A case study for today's regulators is President Theodore Roosevelt's response to the financial shenanigans of 1902, when the railroad barons tried to combine the Great Northern and Northern Pacific lines into a huge holding company called Northern Securities Co. Roosevelt wanted to file an antitrust suit to stop the deal. The financiers threatened that the lawsuit would cause a panic on Wall Street, to which TR's attorney general, Philander G. Knox, memorably replied: "There is no stock ticker at the Department of Justice."

When Roosevelt ignored the threats and moved to file the trustbusting suit, he received a hasty visit from J. Pierpont Morgan, the reigning financial titan. "If we have done anything wrong, send your man to my man and they can fix it up," offered Morgan. TR responded unflinchingly, "That can't be done."

Sad to say, but since this crisis began last year, Treasury and Fed officials have been rushing to "send your man to my man" to fix things up in hastily concocted weekend deals. The big financial trusts of our day have been threatening the regulators with ruin, and the regulators have been caving. They don't want another Lehman Brothers. But the authorities should have explored whether, as an alternative to failure, they could dismantle the giants into smaller, more manageable parts that could work their way to solvency.

Historian Walter Lord, in his 1960 book "The Good Years," wrote of Morgan and the other plutocrats: "These men were not naturally callous. They had no evil intent. But they had lost touch.
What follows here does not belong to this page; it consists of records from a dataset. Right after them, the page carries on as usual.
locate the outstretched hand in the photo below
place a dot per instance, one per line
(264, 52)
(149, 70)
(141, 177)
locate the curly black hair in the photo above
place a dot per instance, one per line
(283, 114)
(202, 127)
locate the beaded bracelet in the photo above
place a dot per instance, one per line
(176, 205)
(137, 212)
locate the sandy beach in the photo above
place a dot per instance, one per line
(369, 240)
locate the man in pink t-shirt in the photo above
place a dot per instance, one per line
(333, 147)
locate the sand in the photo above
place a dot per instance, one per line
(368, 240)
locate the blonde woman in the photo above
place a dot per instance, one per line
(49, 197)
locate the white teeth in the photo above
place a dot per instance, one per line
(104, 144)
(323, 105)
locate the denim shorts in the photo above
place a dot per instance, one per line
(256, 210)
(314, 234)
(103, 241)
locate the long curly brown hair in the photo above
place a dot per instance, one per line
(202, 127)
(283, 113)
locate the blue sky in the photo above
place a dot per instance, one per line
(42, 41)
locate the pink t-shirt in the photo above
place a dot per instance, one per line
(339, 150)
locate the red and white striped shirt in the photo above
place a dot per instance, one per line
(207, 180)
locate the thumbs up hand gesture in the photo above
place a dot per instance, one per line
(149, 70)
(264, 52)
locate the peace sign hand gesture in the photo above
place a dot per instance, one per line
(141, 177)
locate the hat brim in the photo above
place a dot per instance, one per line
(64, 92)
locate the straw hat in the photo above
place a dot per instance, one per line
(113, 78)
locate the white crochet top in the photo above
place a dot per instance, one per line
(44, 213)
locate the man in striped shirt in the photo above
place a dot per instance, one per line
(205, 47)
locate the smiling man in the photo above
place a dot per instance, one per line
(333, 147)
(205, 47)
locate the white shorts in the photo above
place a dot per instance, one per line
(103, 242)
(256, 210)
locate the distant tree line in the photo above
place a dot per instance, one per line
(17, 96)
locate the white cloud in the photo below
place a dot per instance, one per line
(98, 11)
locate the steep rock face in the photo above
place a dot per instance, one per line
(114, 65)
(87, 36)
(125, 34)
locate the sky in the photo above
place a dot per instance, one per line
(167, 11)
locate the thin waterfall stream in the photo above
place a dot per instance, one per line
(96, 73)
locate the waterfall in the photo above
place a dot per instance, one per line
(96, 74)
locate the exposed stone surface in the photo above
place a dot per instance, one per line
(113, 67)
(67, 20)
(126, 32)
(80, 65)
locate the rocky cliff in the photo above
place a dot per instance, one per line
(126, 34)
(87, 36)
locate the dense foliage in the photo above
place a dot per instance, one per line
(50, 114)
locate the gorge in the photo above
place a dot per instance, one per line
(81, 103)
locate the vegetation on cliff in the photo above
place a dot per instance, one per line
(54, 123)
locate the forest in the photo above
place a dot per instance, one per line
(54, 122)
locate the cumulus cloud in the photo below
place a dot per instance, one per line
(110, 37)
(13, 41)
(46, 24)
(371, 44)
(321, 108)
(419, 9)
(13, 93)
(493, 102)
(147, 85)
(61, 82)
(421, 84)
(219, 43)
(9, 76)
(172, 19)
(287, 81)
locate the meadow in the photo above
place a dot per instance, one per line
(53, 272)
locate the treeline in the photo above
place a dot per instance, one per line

The vastness of the operations, the complexity of their corporate structures kept them from their employees and the people they served." That's a perfect description of the executives at Citigroup, AIG and the other behemoths that brought the financial crisis down on our heads.

The Obama team has been lauded for emulating Franklin Roosevelt's bold response to the Great Depression of the 1930s. And as calls grow for nationalization of Citi and other giant banks, they may be tempted to go where even FDR feared to tread. But financial giantism -- private or public -- isn't the answer. The challenge is how to reconstruct our broken financial system. Let's give Franklin a rest for a while and ponder Teddy's progressive philosophy: When it comes to finance, smaller really is beautiful.